10) Era o conceito de hospital-escola?
HT -
Exato, porque o Prudente sempre teve essa visão. Os princípios da cirurgia oncológica já eram ensinados no hospital-escola que o Antonio Prudente mantinha desde aquela época, com convênio ou sem convênio. Era um tempo em que se fazia muita autópsia, o que eu já previa quando fui convidado para dirigir a anatomia patológica. A ideia não era transformar o hospital do câncer em um biotério humano, mas sabíamos que era preciso usar os cadáveres para o ensino. Eram autopsias discutidas em reuniões anatomoclínicas realizadas duas vezes por mês, em um modelo totalmente interativo. O que o senhor acha dessa febre que o paciente apresentava? E essa dor que ele tinha? Na mesa ficava o residente para fazer o relatório médico, o patologista, o clínico. As reuniões eram gravadas, fotografadas, e a gente provocava a discussão, em um modelo que copiamos do hospital geral das mulheres, o Massachussets General Hospital. Adaptamos isso para um hospital de câncer, porque a unidade já era verticalizada, só câncer, e desde o começo o hospital combinou ensino e assistência.

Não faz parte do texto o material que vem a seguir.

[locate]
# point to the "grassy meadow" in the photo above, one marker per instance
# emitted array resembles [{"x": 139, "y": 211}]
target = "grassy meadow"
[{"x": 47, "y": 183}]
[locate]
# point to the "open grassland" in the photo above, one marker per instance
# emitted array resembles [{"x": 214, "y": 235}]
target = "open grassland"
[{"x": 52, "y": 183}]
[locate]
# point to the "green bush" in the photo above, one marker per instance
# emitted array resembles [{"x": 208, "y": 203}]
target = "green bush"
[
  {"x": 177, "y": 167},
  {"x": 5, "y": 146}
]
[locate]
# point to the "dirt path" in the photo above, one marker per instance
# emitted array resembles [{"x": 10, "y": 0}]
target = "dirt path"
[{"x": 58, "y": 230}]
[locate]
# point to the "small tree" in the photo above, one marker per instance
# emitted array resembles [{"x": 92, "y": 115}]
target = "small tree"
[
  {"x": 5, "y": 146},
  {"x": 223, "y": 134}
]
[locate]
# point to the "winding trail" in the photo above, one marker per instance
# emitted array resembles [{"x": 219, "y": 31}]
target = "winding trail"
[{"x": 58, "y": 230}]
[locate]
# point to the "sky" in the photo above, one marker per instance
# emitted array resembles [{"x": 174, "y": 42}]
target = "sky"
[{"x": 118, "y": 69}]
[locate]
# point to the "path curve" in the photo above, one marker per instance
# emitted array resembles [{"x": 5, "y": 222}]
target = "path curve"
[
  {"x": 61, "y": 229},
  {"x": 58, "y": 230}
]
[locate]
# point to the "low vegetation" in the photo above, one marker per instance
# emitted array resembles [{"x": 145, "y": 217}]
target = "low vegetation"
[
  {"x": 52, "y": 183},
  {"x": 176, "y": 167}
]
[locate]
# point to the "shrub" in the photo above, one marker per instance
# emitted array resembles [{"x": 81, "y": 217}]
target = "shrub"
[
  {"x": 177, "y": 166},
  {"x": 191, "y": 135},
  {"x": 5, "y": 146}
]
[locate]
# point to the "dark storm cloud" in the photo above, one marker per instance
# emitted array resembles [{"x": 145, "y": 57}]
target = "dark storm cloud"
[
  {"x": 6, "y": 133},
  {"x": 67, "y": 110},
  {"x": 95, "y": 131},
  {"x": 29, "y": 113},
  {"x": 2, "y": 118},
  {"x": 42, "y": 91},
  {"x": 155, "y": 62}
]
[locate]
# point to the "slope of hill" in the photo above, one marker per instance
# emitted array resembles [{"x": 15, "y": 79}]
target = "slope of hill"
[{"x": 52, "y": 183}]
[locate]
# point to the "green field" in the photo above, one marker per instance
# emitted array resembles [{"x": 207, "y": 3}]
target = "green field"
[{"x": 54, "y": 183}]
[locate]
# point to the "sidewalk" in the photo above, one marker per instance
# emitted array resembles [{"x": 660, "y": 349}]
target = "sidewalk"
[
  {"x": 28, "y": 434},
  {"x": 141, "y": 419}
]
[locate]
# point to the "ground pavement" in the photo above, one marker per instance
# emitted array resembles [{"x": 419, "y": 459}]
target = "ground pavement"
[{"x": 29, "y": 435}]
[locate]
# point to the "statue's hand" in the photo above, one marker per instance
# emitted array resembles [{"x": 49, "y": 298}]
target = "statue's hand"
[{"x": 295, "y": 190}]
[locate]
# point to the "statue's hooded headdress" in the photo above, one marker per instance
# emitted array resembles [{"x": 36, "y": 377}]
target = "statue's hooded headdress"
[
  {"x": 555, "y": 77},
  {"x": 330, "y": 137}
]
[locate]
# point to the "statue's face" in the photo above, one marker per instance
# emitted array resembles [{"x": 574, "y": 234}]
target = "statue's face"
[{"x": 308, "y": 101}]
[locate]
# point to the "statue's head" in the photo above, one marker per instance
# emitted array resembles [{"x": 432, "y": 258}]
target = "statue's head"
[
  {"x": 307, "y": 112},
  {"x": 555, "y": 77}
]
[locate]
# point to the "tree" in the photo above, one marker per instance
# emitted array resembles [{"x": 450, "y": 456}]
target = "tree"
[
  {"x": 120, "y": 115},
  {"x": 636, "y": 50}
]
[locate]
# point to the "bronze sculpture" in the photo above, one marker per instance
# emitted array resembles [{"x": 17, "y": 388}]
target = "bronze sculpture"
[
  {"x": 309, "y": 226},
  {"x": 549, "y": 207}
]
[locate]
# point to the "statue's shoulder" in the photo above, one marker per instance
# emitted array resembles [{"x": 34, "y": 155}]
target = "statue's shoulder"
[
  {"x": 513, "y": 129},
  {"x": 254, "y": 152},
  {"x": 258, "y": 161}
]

Torloni_Web_2_OK.jpg11) Já dizia Vinícius de Moraes que a vida só se dá pra quem se deu. Do alto dos seus 90 anos, o senhor acha que é uma verdade?
HT -
A gente aprende se tiver ouvidos e se aguçar o olhar. São dois dons de Deus que você tem que agradecer. Quando eu fui para os Estados Unidos todo mundo vinha dizer ”Torloni, como vai ser, você não fala uma palavra de inglês!” E eu respondia: “E daí? Ninguém lá está interessado em saber o pouco que eu sei. Estou indo para ouvir, para aprender. E pronto, acabou!” Você pode aprender sempre, desde que você não tenha uma capa de impermeabilização. Você aprende até por osmose. Eu, quando estava nos Estados Unidos, copiei tudo, infelizmente até o que não devia. Nunca tinha fumado nem charuto, nem cigarro, nada. Mas admirava tanto um professor de anatomia patológica, um grande historiador, que copiei até o jeito de fumar do camarada. Trago isso comigo até hoje. Então, para aprender, é olhar e ver, ouvir e saber ouvir. Isso é importante.

RAIO X
Humberto Torloni é médico pela Escola Paulista de Medicina, onde também fez residência. Completou seu treinamento em Anatomia Patológica, na Universidade de Washington. Atuou na OMS e na Organização Pan-Americana da Saúde (OPAS). Foi Diretor da Divisão Nacional do Câncer, do Ministério da Saúde, e Coordenador de Programas do Instituto Ludwig de Pesquisas sobre o Câncer. Atualmente é Diretor do Centro de Pesquisas do A. C. Camargo Cancer Center.